Some differences between Fedwire and FedACH
So, unlike FedACH and other clearinghouse payments systems, Fedwire payments don’t clear via cross-cancellation of payments, and chains of payments. It is just a one-to-one sending system. Secondly, if not sending credits (in the Fed system, payor created reserve account balances), and if not voluntarily collateralized, but creating new credit account balances out of thin air, Fedwire must be cleared ("settled") within SIXTY SECONDS or accrue an annualized fifty basis point fee (interest payment to the Fed)1. . . I have no idea how much that is, by the way. Probably not so much.

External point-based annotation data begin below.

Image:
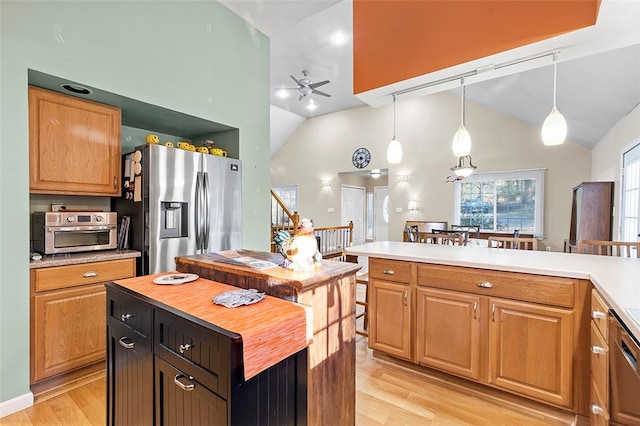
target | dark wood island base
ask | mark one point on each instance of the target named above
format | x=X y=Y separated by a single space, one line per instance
x=330 y=292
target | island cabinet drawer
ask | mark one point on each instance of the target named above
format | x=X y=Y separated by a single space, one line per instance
x=58 y=277
x=129 y=311
x=196 y=351
x=600 y=312
x=390 y=270
x=541 y=289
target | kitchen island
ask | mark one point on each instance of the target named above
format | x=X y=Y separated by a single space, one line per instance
x=518 y=321
x=175 y=357
x=329 y=290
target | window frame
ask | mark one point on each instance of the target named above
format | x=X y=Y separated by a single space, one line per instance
x=537 y=174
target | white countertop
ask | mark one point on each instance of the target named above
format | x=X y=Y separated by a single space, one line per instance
x=617 y=279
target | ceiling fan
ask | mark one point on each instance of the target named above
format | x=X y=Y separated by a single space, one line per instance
x=306 y=87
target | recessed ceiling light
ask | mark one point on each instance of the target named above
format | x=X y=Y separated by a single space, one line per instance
x=76 y=88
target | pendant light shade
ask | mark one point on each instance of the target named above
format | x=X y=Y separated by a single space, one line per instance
x=554 y=128
x=461 y=145
x=394 y=151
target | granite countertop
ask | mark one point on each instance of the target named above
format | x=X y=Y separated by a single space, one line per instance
x=615 y=278
x=48 y=261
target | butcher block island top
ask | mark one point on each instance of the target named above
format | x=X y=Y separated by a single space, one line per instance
x=329 y=290
x=271 y=330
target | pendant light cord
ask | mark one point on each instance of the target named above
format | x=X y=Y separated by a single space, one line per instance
x=394 y=117
x=462 y=103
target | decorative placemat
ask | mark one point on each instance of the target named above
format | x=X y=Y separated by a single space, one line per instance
x=235 y=298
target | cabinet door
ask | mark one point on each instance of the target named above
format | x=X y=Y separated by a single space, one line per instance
x=74 y=145
x=182 y=400
x=448 y=331
x=129 y=376
x=68 y=330
x=390 y=318
x=530 y=350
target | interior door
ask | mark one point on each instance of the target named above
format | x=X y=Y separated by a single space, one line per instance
x=380 y=213
x=352 y=209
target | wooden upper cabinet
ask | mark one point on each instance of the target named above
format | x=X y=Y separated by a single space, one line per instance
x=74 y=145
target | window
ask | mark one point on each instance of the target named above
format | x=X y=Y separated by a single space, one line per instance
x=630 y=221
x=502 y=201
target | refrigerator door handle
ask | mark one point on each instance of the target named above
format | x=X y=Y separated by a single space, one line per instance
x=206 y=207
x=198 y=212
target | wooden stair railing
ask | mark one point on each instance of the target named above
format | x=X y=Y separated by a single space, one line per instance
x=334 y=240
x=281 y=219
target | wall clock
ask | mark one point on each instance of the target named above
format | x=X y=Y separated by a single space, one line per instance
x=361 y=158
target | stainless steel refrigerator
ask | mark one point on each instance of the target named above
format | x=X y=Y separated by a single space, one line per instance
x=179 y=203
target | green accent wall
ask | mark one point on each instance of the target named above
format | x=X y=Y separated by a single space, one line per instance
x=194 y=57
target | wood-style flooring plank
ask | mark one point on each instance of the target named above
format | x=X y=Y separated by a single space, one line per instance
x=387 y=393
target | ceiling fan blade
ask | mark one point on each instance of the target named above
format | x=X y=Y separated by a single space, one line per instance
x=318 y=84
x=296 y=80
x=317 y=92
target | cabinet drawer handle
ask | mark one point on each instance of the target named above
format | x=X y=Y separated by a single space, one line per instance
x=598 y=315
x=188 y=387
x=184 y=348
x=127 y=343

But still, you see, Fedwire, when used for interbank lending, isn't basically sending pre-existent-to-the-day reserves, but merely credits that are the uncleared portion of the result of the FedACH payments process, sending them, for a negotiated intra-day or overnight bank-to-bank interest rate from net credit banks to net debit banks, to clear those, resulting in no net average reserve balance creation by banks OR Treasury over the course of a week.
Now when we, just individuals, sent via Fedwire between our two banks, probably it's hard to say what's happening without taking me off-course, but I think it's within this general framework, this hobbyist/concerned citizen would say.
For an (hypothetical) example2 of Fedwire used in interbank lending to settle FedACH payments:
Future Dated Forward Items
Transmission Deadline: 10:30 a.m. (Eastern Time)
Target Distribution: Noon ET
Settlement Schedule: 8:30 a.m. ET – future business day [next morning, etc.]
So for 10:30 a.m. The result of a FedACH payments credit file entry submission deadline, is that the payor bank has created out-of-thin-air a credit (a reserve...) in the Fed account of the payee, but doesn't require pre-existent reserves to do so!--as, note, the payee has already been credited at noon of the day before payment is due from the payor!
So one can Fedwire3 credits from banks with post-clearance excess credits to banks with excess debits (at a negotiated interbank lending intraday or overnight interest rate), thus causing all banks that failed to clear to clear anyway, with no increase by private bank or Treasury out-of-thin-air reserve creation over a weekly average. See FRED on weekly averages from 1971 to 2008.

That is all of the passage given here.